According to the FDA, More than 1 million Americans are injured annually by preventable medication errors. These errors can happen when the prescription is written, when the prescription is prepared, or when the medicine is taken.
Though health care professionals work carefully to prescribe and administer medication properly, you are also responsible for your safety and health. To prevent medication errors, seek out information about the drugs you are taking and ask what side effects may accompany the medication.
In addition, here are some ways to protect yourself and your family from medication errors at home, at the hospital, at the doctor’s office and at the pharmacy:
Stop Errors at Home
Make a list of the medications you are currently taking. Note the dosage, how often you take them, any imprints on the pill and the name of the pharmacy where the prescription was filled. Also note any over-the-counter (OTC) medications, vitamins and herbal supplements that you take regularly.
When changing prescriptions, modify your list.
Make a list of your medication and food allergies.
Keep medications in their original containers, as many pills look similar.

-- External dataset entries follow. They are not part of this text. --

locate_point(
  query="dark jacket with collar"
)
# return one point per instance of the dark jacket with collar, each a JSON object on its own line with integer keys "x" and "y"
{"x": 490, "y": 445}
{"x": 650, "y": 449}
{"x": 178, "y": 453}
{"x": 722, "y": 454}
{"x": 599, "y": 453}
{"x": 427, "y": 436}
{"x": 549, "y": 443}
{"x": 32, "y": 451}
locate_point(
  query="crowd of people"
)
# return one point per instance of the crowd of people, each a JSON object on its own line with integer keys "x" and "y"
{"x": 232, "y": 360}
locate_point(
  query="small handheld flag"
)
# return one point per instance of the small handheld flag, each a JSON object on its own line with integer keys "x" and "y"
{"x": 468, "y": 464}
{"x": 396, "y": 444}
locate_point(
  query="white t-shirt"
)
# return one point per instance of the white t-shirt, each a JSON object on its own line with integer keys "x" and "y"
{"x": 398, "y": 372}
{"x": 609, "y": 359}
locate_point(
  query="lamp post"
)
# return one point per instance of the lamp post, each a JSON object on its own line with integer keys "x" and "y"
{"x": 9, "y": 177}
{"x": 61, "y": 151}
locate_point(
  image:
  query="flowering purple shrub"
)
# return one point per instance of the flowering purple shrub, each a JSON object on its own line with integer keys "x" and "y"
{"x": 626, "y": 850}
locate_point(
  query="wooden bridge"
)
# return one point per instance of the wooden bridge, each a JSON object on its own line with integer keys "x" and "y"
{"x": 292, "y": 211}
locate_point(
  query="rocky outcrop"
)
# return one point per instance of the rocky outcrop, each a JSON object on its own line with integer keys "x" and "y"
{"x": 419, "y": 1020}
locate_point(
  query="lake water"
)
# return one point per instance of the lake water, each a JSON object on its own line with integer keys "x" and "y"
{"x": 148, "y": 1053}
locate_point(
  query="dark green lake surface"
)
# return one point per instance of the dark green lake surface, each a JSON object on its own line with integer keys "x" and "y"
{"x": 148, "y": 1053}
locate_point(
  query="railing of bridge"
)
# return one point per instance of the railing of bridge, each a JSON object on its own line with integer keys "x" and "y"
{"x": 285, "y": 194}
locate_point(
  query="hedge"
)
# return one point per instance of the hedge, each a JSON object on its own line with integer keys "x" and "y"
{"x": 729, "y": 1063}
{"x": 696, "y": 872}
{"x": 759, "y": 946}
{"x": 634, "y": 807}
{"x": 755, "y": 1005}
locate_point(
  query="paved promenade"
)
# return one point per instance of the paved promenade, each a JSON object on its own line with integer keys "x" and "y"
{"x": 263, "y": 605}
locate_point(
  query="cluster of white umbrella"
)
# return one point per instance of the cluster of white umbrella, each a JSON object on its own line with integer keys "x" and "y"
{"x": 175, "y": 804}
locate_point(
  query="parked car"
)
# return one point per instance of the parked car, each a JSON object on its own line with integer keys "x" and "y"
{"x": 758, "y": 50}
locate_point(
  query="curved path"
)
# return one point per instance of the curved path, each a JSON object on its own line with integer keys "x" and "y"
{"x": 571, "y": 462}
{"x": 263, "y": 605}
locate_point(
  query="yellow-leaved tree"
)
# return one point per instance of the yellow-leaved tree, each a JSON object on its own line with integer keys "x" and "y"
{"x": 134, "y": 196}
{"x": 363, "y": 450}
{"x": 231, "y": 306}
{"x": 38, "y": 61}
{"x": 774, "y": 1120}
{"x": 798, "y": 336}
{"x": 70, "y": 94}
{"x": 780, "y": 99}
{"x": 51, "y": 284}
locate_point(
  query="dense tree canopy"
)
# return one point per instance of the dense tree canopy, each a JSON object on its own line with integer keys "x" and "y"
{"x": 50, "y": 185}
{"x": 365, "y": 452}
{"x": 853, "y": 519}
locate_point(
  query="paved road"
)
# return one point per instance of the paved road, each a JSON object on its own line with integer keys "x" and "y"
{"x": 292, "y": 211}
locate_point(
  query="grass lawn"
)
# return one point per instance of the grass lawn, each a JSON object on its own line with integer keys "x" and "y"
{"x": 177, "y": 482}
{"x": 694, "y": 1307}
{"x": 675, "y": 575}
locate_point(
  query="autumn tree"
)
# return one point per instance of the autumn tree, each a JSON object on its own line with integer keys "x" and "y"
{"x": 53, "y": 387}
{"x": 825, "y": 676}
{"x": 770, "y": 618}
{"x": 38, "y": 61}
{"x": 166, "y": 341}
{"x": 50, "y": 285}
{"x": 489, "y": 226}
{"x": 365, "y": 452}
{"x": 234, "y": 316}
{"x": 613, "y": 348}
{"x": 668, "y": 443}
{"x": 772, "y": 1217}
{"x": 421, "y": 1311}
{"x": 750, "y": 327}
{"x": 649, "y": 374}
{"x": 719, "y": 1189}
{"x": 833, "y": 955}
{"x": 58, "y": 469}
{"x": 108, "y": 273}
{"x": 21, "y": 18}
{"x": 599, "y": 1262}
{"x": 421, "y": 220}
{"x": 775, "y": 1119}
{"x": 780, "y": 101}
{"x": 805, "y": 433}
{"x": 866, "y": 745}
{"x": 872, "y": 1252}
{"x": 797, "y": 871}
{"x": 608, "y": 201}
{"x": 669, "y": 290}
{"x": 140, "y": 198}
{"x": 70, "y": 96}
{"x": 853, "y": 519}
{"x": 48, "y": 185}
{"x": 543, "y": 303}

Never take someone else’s medication.
Read the dosage instructions before taking medication to determine how to take it properly.
Always have the lights on when taking medication.
Store medications out of a child’s reach.
Keep your family’s medications stored separately from pet medications.
Store ointments and creams away from your toothpaste. When in a rush, you may accidentally put something dangerous on your toothbrush.
Never chew, crush or break tablets or capsules, unless instructed by a doctor. Chewing medication can cause it to be absorbed too quickly, while taking a half dose of other medications may make them ineffective.
Use the measuring cup provided for liquid medications only, instead of using kitchen measuring utensils. Consider asking your pharmacist for an oral syringe to make dispensing easier.
Never store medications in direct sunlight or in the bathroom. Heat, humidity and light can affect a drug’s potency.
Stop Errors at the Hospital
Take your list of medications and allergies to the hospital with you. Also bring the medications in their original containers.
Ask your treating physician for the name of each medication being prescribed for you and ask for the reason why you must take them. Then, if someone tells you anything different, you know to ask questions.
Inspect all medications before you take them. If a pill does not look like the original medication that your doctor prescribed, ask questions.
Do not allow anyone to give you drugs before looking at your hospital bracelet to ensure that the medication was intended for you.
Before receiving any tests, ask the nurse if you will be given any dyes or medicines in conjunction with the test. If so, notify the medical staff of any allergies that you may have.
When leaving the hospital, have the doctor, nurse or pharmacist provide an explanation of the medications you must take. Then, update your medication list based on these new drugs.
Stop Errors at the Doctor’s Office
Bring your medication list with you every time you see any doctor. They may not be aware of medication(s) prescribed to you by other doctors.
Ask your doctor for an explanation of any medication prescribed, including how to take it and why it is necessary. Then, confirm this information again with the pharmacist.
Ask your doctor to write the purpose for taking the medication on the prescription. This will lessen the likelihood that you will be given the wrong medication at the pharmacy.
If your doctor decides to give you samples, ask that he or she makes sure that they will not interact with any other medications that you are taking.
Stop Errors at the Pharmacy
Ask your pharmacist how to avoid potential side effects and when to seek medical attention for side effects.
Ask your pharmacist for the FDA-approved Patient Package Insert (PPI) for the medication you are taking. The PPI provides information on the medication, including uses and side effects. Keep this information for your reference at home.
Ask the pharmacist to go over dosage instructions with you, even if the doctor already went over this information.
If you feel more comfortable talking to the pharmacist about your medication in private, ask for a more personal area to talk.
Ask your pharmacist about any potential allergic reactions that you may have with new medication.
Ask when and how frequently the medication should be taken to ensure that it is effective. Some medications must be taken with or without food, in the morning, etc.
Ask the pharmacist to review the medications and supplements that you are currently taking to ensure that they will not have a negative interaction with new medications.
Notify your pharmacist if you are having problems with medications that you have taken for an extended period of time when you go to pick up refills. They may be able to offer a solution.